Barite is a non-metallic mineral primarily composed of barium sulfate. It has a high density (4.3~4.5g/cm³) and relatively low Mohs hardness (3~3.5). It exhibits stable chemical properties, is insoluble in water and hydrochloric acid, non-toxic, non-magnetic, and has the ability to absorb X-rays and gamma rays.
1. Advantages of Barium Element Compounds in Radiation Shielding:
①Barium is positioned ahead of lead in the periodic table, and it is a non-radioactive element. It possesses a relatively high atomic mass, making it more likely to undergo the photoelectric effect when interacting with radiation, which is highly beneficial for preventing ionizing radiation. Additionally, barium ions have a high dielectric constant and strong magnetization, resulting in excellent magnetic loss properties when dealing with non-ionizing radiation. In comparison to some other radiation shielding materials (such as early lead-based X-ray shielding), barium has distinct advantages due to its superior performance and the avoidance of toxic lead oxide-related issues.
②Radiation shielding cements typically include barium cement and strontium cement. While strontium cement offers better protection against ionizing radiation, barium cement excels in shielding gamma rays and X-rays. Additionally, when used as additives in composite fiberboard materials, barite powder, zeolite powder, and magnetite powder all demonstrate some level of electromagnetic shielding effectiveness. Overall, in the low-frequency range (below 110 kHz), barite powder proves to be the most effective in electromagnetic shielding, achieving a shielding effectiveness of 17.99 dB. Zeolite powder follows with 17.71 dB, and magnetite powder provides slightly lower effectiveness at 16.99 dB. Therefore, barite powder stands out as the most superior option for electromagnetic shielding.
2. Research status of global Barite radiation protection application:
①Early, the Akkur research group of Demirel University in Turkey used barite as coarse and fine aggregate, and prepared three different types of barite concrete through different ratios, and the test results showed that barite as an aggregate showed excellent performance in shielding gamma rays.
②In addition, Günther et al. used the absorption properties of barium sulfate, barium titanate, and bismuth oxide to develop a composite fiber that can absorb X-rays. They made this fiber into yarns and fabrics, and succeeded in achieving efficient shielding against X-rays.

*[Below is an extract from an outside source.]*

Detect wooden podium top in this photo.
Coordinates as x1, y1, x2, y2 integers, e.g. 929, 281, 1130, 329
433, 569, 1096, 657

③Japan also proposed an innovative method, adding barium sulfate to viscose solution for spinning, and developed a new type of fiber. The X-ray shielding effect of the fabric made of this fiber is obvious, especially for 6kV and 2mA cathode X-ray sources, the shielding efficiency is as high as 97%.
3. Summary:
①The reason why barite can be used for radiation protection is that its main component is barium sulfate, in which barium has a high-quality nucleus, containing many atoms per unit volume, which increases the probability of photoelectric effect and other phenomena, so that it is easier to absorb the energy of rays. In addition, barium ion also has a high dielectric constant and strong magnetization characteristics, which makes it show excellent magnetic loss in the resistance to electromagnetic radiation.
②At present, the application of barite in radiation protection is mainly concrete materials in the construction industry, additives in medical protective clothing, and coatings as electronic signal shielding materials.